It is a modular deep grounding solution that installs a continuous copper conductor into deeper soil layers for stable electrical earthing performance.
Why is deep earthing better than surface earthing?
Deep earthing reaches more stable soil conditions with less variation from weather, resulting in more consistent earth resistance.
How does soil resistivity affect earthing systems?
Soil resistivity determines how easily electrical current can be discharged into the ground. High resistivity soils require deeper or more engineered grounding solutions.
What is continuous resistance monitoring?
It is the ability to measure earth resistance during installation, allowing installers to stop at the optimal grounding depth.
Where is the Elpress system used?
It is used in wind farms, substations, rail infrastructure, telecommunications sites and lightning protection systems.
Does the system reduce corrosion risk?
Yes. Steel components act as sacrificial anodes, helping protect the copper conductor and extend system life.
Conclusion
Electrical infrastructure is now far more complex and fault-sensitive than in the past, driven by the growth of renewable energy, transport electrification, dense telecommunications networks and interconnected power distribution systems.
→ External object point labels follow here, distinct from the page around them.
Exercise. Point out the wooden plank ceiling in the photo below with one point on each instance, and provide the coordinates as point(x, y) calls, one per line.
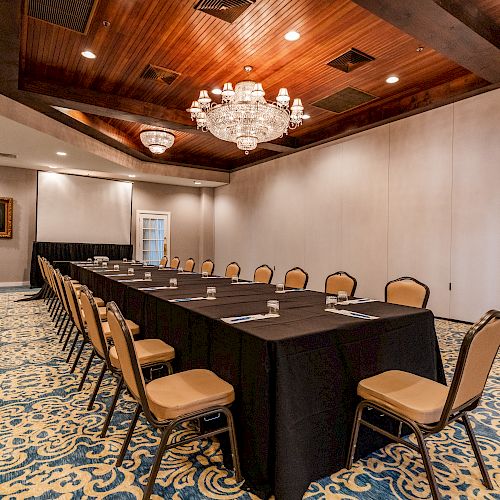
point(207, 51)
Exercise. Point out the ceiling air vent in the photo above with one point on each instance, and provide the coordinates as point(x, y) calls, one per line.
point(344, 100)
point(74, 15)
point(164, 75)
point(227, 10)
point(350, 60)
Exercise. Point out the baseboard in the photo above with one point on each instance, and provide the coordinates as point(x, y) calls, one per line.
point(5, 284)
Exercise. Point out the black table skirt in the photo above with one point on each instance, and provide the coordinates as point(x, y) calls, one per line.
point(295, 376)
point(72, 251)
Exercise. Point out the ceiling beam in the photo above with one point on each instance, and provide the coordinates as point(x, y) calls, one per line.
point(445, 27)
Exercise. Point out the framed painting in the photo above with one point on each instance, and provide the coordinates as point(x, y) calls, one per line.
point(6, 205)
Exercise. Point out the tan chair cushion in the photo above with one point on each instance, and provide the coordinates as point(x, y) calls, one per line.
point(149, 352)
point(409, 395)
point(133, 327)
point(185, 392)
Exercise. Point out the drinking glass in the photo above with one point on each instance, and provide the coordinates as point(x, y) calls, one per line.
point(342, 297)
point(273, 307)
point(331, 302)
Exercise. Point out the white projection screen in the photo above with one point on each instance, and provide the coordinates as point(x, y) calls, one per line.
point(76, 209)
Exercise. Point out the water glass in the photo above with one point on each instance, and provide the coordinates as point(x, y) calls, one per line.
point(331, 302)
point(342, 297)
point(273, 307)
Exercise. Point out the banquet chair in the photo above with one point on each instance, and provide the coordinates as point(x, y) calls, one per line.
point(232, 269)
point(407, 291)
point(340, 281)
point(208, 267)
point(150, 352)
point(427, 407)
point(296, 278)
point(189, 265)
point(263, 274)
point(172, 400)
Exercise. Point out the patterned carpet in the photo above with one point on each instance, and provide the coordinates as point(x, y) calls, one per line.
point(49, 444)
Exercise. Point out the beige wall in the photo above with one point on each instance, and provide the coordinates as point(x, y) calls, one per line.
point(191, 216)
point(15, 253)
point(416, 197)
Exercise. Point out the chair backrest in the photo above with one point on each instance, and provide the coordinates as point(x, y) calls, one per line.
point(74, 306)
point(207, 267)
point(263, 274)
point(189, 265)
point(232, 269)
point(407, 291)
point(127, 355)
point(477, 354)
point(94, 324)
point(340, 281)
point(296, 278)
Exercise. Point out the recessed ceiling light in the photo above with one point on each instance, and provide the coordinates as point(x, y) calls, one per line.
point(292, 36)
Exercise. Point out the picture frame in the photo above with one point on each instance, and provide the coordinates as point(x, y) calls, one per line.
point(6, 208)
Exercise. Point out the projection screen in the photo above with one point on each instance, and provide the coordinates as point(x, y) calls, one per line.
point(76, 209)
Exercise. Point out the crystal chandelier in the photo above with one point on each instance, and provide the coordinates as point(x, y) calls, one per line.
point(157, 141)
point(244, 116)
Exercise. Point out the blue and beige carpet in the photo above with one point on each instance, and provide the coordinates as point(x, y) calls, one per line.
point(50, 445)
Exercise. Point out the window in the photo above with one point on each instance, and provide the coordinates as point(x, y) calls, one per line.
point(152, 236)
In these environments, earthing is no longer a background design consideration but a critical factor in system safety, resilience and compliance. However, as soil conditions, installation environments and engineering standards continue to vary, traditional grounding approaches can struggle to deliver consistent long-term performance, particularly where Earth Potential Rise (EPR), touch voltage control and seasonal soil resistivity changes must be managed.
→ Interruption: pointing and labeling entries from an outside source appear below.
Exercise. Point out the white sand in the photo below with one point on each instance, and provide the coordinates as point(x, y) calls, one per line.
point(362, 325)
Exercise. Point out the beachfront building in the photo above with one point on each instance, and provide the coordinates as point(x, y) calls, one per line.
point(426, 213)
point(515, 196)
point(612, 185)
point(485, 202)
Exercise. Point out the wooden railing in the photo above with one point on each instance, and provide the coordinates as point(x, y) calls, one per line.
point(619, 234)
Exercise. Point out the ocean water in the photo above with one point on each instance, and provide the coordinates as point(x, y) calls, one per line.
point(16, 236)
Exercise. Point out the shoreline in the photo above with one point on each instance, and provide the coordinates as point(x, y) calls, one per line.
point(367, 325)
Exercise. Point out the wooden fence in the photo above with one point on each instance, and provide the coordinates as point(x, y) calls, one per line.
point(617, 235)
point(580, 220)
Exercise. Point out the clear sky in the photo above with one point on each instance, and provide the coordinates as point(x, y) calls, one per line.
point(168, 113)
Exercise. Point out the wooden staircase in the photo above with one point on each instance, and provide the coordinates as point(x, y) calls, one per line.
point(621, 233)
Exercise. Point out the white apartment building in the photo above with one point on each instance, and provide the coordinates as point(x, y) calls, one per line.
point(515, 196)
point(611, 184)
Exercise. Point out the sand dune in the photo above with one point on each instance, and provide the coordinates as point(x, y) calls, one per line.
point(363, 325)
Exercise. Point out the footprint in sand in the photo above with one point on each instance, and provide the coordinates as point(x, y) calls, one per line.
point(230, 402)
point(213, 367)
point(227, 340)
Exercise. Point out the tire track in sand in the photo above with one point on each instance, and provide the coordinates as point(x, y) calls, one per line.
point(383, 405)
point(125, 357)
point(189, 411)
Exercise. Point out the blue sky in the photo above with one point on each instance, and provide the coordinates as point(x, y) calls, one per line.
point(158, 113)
The Elpress Deep Earthing System addresses these challenges through a controlled and engineered installation method that combines a continuous copper conductor, modular driven rods and real-time earth resistance monitoring. By enabling installers to verify and optimise grounding performance during installation, it delivers a more predictable, stable and verifiable earthing solution for demanding infrastructure applications. In an industry where safety, compliance and operational reliability are non-negotiable, deep earthing is no longer optional. It is essential, and Elpress provides a proven way to achieve it.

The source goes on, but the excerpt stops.